From the beginning, Hang told the girls: “People will always have something to say. But if you have accepted me as your mother, then we must trust and listen to one another.”
As the girls entered adolescence, disagreements were inevitable. On one occasion, the eldest daughter was scolded for a mistake and, upset, ran to her late mother’s altar to cry. Deeply hurt, Hang mounted her bicycle and headed back to her parents’ house. But when she looked back and saw her husband chasing after her with their young child, she turned around and returned home.
Instead of asserting authority, she chose to become a friend to the girls. She even encouraged them to seek advice from their grandmother and aunts if they felt her guidance was unfair.

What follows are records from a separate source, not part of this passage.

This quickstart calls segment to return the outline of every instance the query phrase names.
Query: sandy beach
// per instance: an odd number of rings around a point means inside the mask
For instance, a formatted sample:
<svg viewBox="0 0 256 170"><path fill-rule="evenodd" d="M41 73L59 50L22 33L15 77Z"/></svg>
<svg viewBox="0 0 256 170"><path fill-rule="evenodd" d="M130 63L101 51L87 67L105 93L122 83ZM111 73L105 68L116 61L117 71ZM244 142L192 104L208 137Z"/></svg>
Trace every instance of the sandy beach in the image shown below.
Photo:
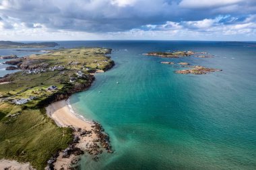
<svg viewBox="0 0 256 170"><path fill-rule="evenodd" d="M47 115L52 118L59 126L73 126L90 130L93 123L86 121L80 116L76 115L69 105L69 100L61 100L51 103L46 108Z"/></svg>
<svg viewBox="0 0 256 170"><path fill-rule="evenodd" d="M59 126L73 128L73 135L79 136L79 138L78 142L73 144L73 147L94 155L102 152L98 146L97 149L94 148L95 144L97 145L96 143L100 140L97 135L98 130L96 130L95 123L87 121L81 116L75 114L68 99L51 103L46 108L46 113ZM90 132L84 135L82 132ZM63 152L60 152L56 162L53 163L55 169L69 169L79 160L79 157L73 154L67 158L63 157Z"/></svg>
<svg viewBox="0 0 256 170"><path fill-rule="evenodd" d="M9 82L9 81L2 82L2 83L0 83L0 85L8 84L8 83L10 83L10 82Z"/></svg>

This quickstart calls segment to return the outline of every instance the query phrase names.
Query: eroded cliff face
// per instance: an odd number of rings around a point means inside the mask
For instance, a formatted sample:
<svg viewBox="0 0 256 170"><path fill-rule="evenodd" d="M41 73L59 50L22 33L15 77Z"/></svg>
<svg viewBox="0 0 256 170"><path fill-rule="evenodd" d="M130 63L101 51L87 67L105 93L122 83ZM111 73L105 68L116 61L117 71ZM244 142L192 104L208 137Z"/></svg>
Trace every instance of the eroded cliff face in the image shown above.
<svg viewBox="0 0 256 170"><path fill-rule="evenodd" d="M94 80L95 80L94 76L88 75L86 81L82 83L75 83L75 84L67 83L61 89L59 89L56 93L41 100L37 106L39 108L45 107L51 103L62 99L67 99L70 95L76 92L86 90L91 86Z"/></svg>

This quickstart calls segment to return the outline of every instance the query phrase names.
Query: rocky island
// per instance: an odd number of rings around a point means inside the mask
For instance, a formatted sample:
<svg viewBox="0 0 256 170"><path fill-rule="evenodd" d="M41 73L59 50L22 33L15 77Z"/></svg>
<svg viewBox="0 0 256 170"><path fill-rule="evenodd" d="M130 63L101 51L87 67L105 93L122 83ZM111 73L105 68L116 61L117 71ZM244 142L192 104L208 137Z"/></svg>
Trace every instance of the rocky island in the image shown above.
<svg viewBox="0 0 256 170"><path fill-rule="evenodd" d="M169 61L162 61L161 64L164 64L164 65L174 65L174 62L169 62Z"/></svg>
<svg viewBox="0 0 256 170"><path fill-rule="evenodd" d="M16 55L9 55L9 56L0 56L0 59L12 59L18 58L18 57Z"/></svg>
<svg viewBox="0 0 256 170"><path fill-rule="evenodd" d="M146 56L155 56L162 58L180 58L194 54L193 51L175 51L175 52L150 52L144 54Z"/></svg>
<svg viewBox="0 0 256 170"><path fill-rule="evenodd" d="M59 46L54 42L17 42L11 41L0 41L0 48L45 48Z"/></svg>
<svg viewBox="0 0 256 170"><path fill-rule="evenodd" d="M14 159L36 169L69 169L84 153L98 161L104 150L113 152L100 124L72 114L67 103L91 85L94 73L113 67L110 52L59 49L13 59L21 71L0 78L0 167Z"/></svg>
<svg viewBox="0 0 256 170"><path fill-rule="evenodd" d="M221 71L222 70L206 68L202 66L193 66L192 69L187 70L176 71L175 73L178 74L193 74L193 75L204 75L210 72Z"/></svg>

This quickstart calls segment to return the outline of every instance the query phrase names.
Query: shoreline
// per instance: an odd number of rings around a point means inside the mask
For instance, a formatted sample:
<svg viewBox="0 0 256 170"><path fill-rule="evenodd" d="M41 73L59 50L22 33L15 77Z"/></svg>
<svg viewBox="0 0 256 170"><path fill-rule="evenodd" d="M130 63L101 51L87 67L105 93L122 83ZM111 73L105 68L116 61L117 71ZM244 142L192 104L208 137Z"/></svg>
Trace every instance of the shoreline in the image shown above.
<svg viewBox="0 0 256 170"><path fill-rule="evenodd" d="M47 116L58 126L71 128L74 136L74 140L68 148L59 152L55 158L48 161L48 169L69 169L77 165L80 159L79 155L85 153L94 155L92 160L95 161L98 161L97 155L103 153L103 148L107 153L113 153L109 137L104 133L101 125L76 114L70 104L69 99L52 103L46 109Z"/></svg>
<svg viewBox="0 0 256 170"><path fill-rule="evenodd" d="M15 160L0 159L0 169L36 170L29 163L19 163Z"/></svg>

At home, she made sure gifts and new clothes were distributed equally among all five daughters. Her fairness gradually erased any sense of division. The girls slowly came to regard her as their own mother.
“Sometimes I would cycle to my parents’ house after an argument, and when I came back, the children would already be waiting for me at the gate,” she says.
As they grew older, the daughters began confiding in her about their relationships and personal lives. The youngest daughter, Giang, told her she did not learn that Hang was not her biological mother until she was seven years old.
She recalls now: “When I was little, I was stubborn. Whenever I got upset, I would say I wanted a different mother. She [Hang] would just smile and comfort me.”
For each of their four daughters’ weddings, Hang and Bieu carefully prepared the dowry and wedding gifts. Everytime, the stepmother would be the first to cry out of sheer love for the daughters she had raised.
Today, Hang is a grandmother nine times over. Whenever one of her daughters gives birth, she brings her home and cares for both mother and baby for the first month.
For Hang, the greatest joy of her later years is seeing all four daughters build stable careers and happy families.
Bieu often tells his children to cherish the woman who stood by him through the most difficult years of his life. In fact, his daughters are now even closer to their mother than to him. Before visiting their parents, they often call first to ask: “Mom, are you home today? Can I come by?”
Ten years ago, the youngest daughter, Giang, married a man who had previously been married and was raising a child from that relationship. When entering family life as a stepmother, she had said she drew inspiration from the way Hang had raised her and her sisters. “She gave me a mother, and she gave me the strength to become one.”